I'm going to see if I can reproduce this with a simple platform, basic-cli may cause a bunch of distractions when debugging.

view this post on Zulip Anton (Jun 10 2025 at 17:52):

Reproduction with simple platform :tada:
The list argument is key, even though it is unused! It does not happen with myargs = 5 or {}, but it does also happen with "".

app [main!] { pf: platform "../test-platform-effects-zig/main.roc" }

import pf.Effect

main! : {} => {}
main! = |{}|
    myargs = []
    when wrapper!(myargs) is
        Ok(he) -> Effect.put_line!(Inspect.to_str(he))
        Err(e) -> Effect.put_line!(Inspect.to_str(e))

wrapper! = |_args|
    Effect.foo_line!("1")?
    Effect.foo_line!("2")?
    Effect.foo_line!("3")?
    Effect.foo_line!("4")?
    Effect.foo_line!("5")?
    Effect.foo_line!("6")?
    Effect.foo_line!("7")?
    Effect.foo_line!("8")?
    Effect.foo_line!("9")?
    Effect.foo_line!("10")?
    Effect.foo_line!("11")?
    Effect.foo_line!("12")?
    Effect.foo_line!("13")?
    Effect.foo_line!("14")?
    Effect.foo_line!("15")?
    Effect.foo_line!("16")?
    Effect.foo_line!("17")

view this post on Zulip Anton (Jun 10 2025 at 18:15):

Using myargs = [] instead of myargs = 0 leads to 73628 more calls of roc_mono::inc_dec::insert_refcount_operations_stmt

view this post on Zulip Brendan Hansknecht (Jun 10 2025 at 18:28):

Wow....crazy :rolling_on_the_floor_laughing:

view this post on Zulip Brendan Hansknecht (Jun 10 2025 at 18:40):

I wonder what we are scanning over that explodes like that

view this post on Zulip Brendan Hansknecht (Jun 10 2025 at 18:40):

Or recursiving over

view this post on Zulip Ayaz Hafiz (Jun 10 2025 at 23:38):

is this still doing the closure thing?

view this post on Zulip Ayaz Hafiz (Jun 10 2025 at 23:38):

where Effect is a continuation monad

view this post on Zulip Ayaz Hafiz (Jun 10 2025 at 23:38):

if so, that's probably why

view this post on Zulip Brendan Hansknecht (Jun 11 2025 at 00:46):

Ah yeah, I thought it didn't have closures, but probably has repeat calls to Result.try

view this post on Zulip Brendan Hansknecht (Jun 11 2025 at 00:46):

Otherwise, it is a gigantic nested when is

view this post on Zulip Anton (Jun 11 2025 at 18:51):

Ayaz Hafiz said:

is this still doing the closure thing?

Yeah it's using closures, but do you know why that would result in a massive difference depending on the type of myargs?

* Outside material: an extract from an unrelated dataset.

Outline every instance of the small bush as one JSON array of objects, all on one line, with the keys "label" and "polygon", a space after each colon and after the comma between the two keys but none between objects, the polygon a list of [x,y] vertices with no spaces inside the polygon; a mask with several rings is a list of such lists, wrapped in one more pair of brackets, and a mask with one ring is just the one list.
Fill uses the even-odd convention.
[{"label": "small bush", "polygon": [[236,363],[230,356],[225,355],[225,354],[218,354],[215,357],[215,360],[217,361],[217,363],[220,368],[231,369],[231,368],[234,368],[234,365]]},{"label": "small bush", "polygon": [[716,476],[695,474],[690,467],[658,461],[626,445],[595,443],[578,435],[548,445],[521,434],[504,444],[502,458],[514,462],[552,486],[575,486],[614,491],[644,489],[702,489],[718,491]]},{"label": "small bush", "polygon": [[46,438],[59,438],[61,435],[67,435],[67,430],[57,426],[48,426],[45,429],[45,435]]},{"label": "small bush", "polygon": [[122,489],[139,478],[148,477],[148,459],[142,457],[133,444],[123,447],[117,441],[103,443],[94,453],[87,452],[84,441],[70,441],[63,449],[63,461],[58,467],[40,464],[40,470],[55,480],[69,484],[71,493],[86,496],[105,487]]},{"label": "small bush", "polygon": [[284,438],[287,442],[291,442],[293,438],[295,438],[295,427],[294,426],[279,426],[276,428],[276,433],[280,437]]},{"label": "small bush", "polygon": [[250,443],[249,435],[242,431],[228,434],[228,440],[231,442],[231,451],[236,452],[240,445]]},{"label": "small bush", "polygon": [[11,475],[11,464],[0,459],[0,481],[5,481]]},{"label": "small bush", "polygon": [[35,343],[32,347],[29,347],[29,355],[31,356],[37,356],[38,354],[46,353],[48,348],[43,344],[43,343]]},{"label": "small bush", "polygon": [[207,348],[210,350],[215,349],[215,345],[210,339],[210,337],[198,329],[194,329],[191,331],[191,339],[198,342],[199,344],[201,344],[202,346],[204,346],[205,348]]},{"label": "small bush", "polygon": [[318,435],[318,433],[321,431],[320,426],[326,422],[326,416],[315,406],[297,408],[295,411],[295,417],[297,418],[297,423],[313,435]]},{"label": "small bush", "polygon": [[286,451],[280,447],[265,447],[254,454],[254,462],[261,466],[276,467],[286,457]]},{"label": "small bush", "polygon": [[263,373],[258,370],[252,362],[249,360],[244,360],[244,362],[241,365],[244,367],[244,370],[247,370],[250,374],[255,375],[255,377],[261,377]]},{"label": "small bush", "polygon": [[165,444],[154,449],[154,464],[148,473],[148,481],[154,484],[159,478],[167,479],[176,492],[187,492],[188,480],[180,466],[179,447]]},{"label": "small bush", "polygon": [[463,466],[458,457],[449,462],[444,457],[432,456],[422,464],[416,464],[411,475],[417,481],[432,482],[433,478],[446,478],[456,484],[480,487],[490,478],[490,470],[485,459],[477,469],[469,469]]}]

view this post on Zulip Brendan Hansknecht (Jun 11 2025 at 18:53):

Lists are refcount

view this post on Zulip Brendan Hansknecht (Jun 11 2025 at 18:54):

Ints and records are not

view this post on Zulip Brendan Hansknecht (Jun 11 2025 at 18:54):

And all values are being nestedly captured for each closure

view this post on Zulip Brendan Hansknecht (Jun 11 2025 at 18:54):

Still really should not explode like that....feels exponential...probably a bad algorithm.

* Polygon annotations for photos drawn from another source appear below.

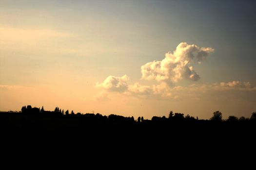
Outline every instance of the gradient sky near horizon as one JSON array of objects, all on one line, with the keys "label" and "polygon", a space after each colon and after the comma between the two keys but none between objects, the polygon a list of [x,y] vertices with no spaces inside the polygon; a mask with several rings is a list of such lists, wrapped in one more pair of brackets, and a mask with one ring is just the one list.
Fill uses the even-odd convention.
[{"label": "gradient sky near horizon", "polygon": [[254,0],[0,0],[0,110],[256,111]]}]

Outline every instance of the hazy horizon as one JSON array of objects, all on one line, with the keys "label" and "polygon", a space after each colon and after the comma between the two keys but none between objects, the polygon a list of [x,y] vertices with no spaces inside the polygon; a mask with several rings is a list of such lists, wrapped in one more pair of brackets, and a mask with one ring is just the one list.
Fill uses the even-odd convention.
[{"label": "hazy horizon", "polygon": [[0,0],[0,111],[256,111],[256,2]]}]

view this post on Zulip Anton (Jun 11 2025 at 18:55):

Thanks Brendan :)
On a further simplified example I did find it was repeating the same lengthy "recursive walk" multiple times so memoization is possible

view this post on Zulip Brendan Hansknecht (Jun 11 2025 at 18:55):

Ah, makes sense

view this post on Zulip Anton (Jun 13 2025 at 18:24):

I know how I want to solve this, I'm currently entangled in a web of algorithmic and lifetime complexity :web: :smile:

view this post on Zulip Anton (Jun 14 2025 at 18:02):

The optimizations I tried where either not significant or resulted in wrong reference counts when running all tests. Let's make sure to write unit tests for complicated functions in the new compiler :p
I'm going to give it one more day to see if I can skip work for unused variables.

view this post on Zulip Brendan Hansknecht (Jun 14 2025 at 18:32):

Did you try changing the desugaring to use when is instead of result.try (assuming it is currently using result.try)?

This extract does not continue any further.